Nestes últimos dias, desenvolvi uma paixão carnal pela minha enfermeira. Minha irmã e seu generoso marido de bigode contrataram-me uma gostosa enfermeira. Com ela, caixas de fraldas geriátricas e uma odisséia de medicamentos. Desconfio que haja numa dessas caixas uma injeção paralisante para quando eu der uma crise irreversível. Sonho com essa hipótese dia sim dia não. Voltemos aos prazeres da carne. Minha irmã e seu domesticado marido não sabem, mas fiz-me de ranzinza e rabugento, cobrando apenas dois últimos desejos: que a enfermeira fosse nova e que vestisse uniforme branco, tal qual manda o figurino. O porquê oficial é que mulheres novas e solteiras têm mais paciência e disponibilidade. De branco, porque me dá mais confiança. Estava disposto a lançar mão de estatísticas e da ciência para conseguir o meu intento. Não foi preciso. Com doentes terminais não, os vivos não têm o direito de contrariar. Que seja feita sempre a nossa vontade assim na Terra como no céu. O amém ainda pode esperar. Agora, o segredo que levo comigo para o breve túmulo é que as mais novas e solteiras são mais atraentes e o branco realça melhor algumas marcas, deixando-as mais... atraentes. Generosa que é, a diabinha veio de roupas diabolicamente apertadas. Não pedi essa última condição, mas também não serei antiquado o bastante para ordenar ao guarda do prédio que barre a sua entrada. A enfermeira devolveu-me até a vontade de viver mais um pouco. Transformei-me num devorador de sopas de legumes. Minha última proeza foi lançar-me ao agrião como se fosse o Batmam numa de suas cruzadas contra o crime em Gotham City. Talvez eu prolongue meu idílio por mais uma semana. Ou duas.

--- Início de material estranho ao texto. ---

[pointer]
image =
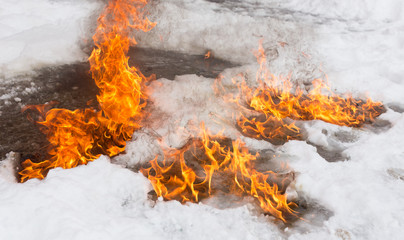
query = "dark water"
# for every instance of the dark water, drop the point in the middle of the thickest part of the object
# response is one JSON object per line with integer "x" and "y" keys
{"x": 71, "y": 85}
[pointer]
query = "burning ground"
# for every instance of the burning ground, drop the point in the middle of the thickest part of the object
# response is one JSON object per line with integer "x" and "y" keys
{"x": 340, "y": 179}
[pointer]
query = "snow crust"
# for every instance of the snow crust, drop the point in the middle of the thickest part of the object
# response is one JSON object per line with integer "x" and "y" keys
{"x": 43, "y": 32}
{"x": 357, "y": 44}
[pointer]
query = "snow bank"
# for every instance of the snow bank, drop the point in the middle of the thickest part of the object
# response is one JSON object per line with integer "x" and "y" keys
{"x": 43, "y": 32}
{"x": 105, "y": 201}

Ficamos a maior parte do tempo juntos, sós, a dois. Gosto de fantasias. Sei que ela sabe que eu a desejo mais do que as doses de soro que me mantém com os olhos amarelos abertos, adiados da devoração dos ansiosos vermes. Às vezes, ela com uma saia curtíssima abaixa-se para recolher medicamentos. Como é desastrada! Sempre deixa os remédios cair. Eu como paciente colaborador, não reclamo. Quando ela faz esse gesto da arquitetura anatômica moderna, resolve oferecer-me a visão de uma paisagem mais comovente. Eu que já vendi meus olhos para devorar Picasso, Frida e outros demônios, agora admito que eles sempre estiveram errados, artisticamente equivocados e usurpadores. Isso sim é arte! Dois troncos carnudos que seguem juntos, inventando novos paralelos, numa avenida de si mesmos, até desembocarem, altos, soberanos, sob o véu branco, meu Éden mundano e para mim, impenetrável. A minha mais ardente e necessária idéia de utopia. Como estive errado esses anos todos!

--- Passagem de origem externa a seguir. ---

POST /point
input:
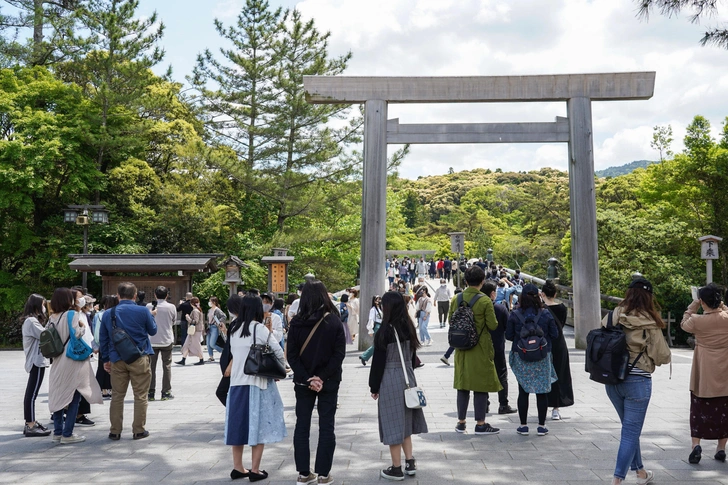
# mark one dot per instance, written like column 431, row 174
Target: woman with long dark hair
column 639, row 316
column 375, row 320
column 562, row 392
column 708, row 385
column 533, row 377
column 316, row 349
column 254, row 407
column 397, row 423
column 34, row 319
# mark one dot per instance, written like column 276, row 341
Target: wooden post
column 584, row 249
column 373, row 212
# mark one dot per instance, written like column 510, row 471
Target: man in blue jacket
column 139, row 324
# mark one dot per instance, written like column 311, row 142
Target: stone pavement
column 186, row 447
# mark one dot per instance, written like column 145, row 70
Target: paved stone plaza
column 186, row 447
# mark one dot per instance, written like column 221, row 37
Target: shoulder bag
column 125, row 346
column 414, row 397
column 77, row 348
column 262, row 361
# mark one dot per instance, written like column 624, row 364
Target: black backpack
column 607, row 355
column 532, row 345
column 463, row 335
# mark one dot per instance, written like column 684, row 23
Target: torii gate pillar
column 577, row 90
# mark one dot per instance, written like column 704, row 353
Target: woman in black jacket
column 316, row 350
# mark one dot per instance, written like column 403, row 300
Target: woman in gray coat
column 397, row 422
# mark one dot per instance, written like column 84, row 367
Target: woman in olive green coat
column 474, row 368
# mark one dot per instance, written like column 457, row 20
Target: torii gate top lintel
column 577, row 90
column 480, row 89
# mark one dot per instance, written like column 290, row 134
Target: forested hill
column 624, row 169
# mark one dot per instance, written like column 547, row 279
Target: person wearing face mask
column 34, row 318
column 443, row 297
column 215, row 327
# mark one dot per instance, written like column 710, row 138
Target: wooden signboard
column 278, row 278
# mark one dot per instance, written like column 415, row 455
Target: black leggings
column 480, row 401
column 35, row 379
column 542, row 404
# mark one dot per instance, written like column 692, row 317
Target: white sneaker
column 74, row 438
column 311, row 479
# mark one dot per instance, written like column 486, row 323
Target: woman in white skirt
column 254, row 410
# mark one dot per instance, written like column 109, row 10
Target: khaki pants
column 139, row 374
column 166, row 353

Desejei a imortalidade literária, a glória humana. Agora, todos os dias avisto a calcinha da minha enfermeira e, confesso, meus tarados leitores, que não há glória maior do que esta. Desejar por apenas uma, talvez duas vezes, percorrer mesmo de leve, aquele mundo, que não julgo mundano nem celestial, senão vital. Se tivesse fortunas e um testamento deixaria tudo para essa mulher, esse monstro de branco, que na sua sádica tortura me tira e me acrescenta vida, tal qual o vai e vem do sexo, coisa sonhada e que só agora, recoloco o seu valor com a minha falida idéia de eternidade. Trocaria um terço de minha alma por um momento verdadeiro, de prazer, sem safenas, sem câncer e sem a humilhação das mãos dela procurando o melhor ângulo para higienizar as minhas partes íntimas. Mesmo que após o gozo, meu corpo desfalecesse e recolhesse seu coral disciplinado, para que a morte colocasse em campo seus aplicados soldados com machado e foice, à procura do meu primeiro pedaço. Mesmo que após o banquete, restasse-me apenas uma pequena capacidade de lembrança, poucos minutos, para que neles eu pudesse reavaliar a minha jornada e convencer-me da vida que eu não soube desejar. Isso tornaria meus últimos instantes de homem mais justos.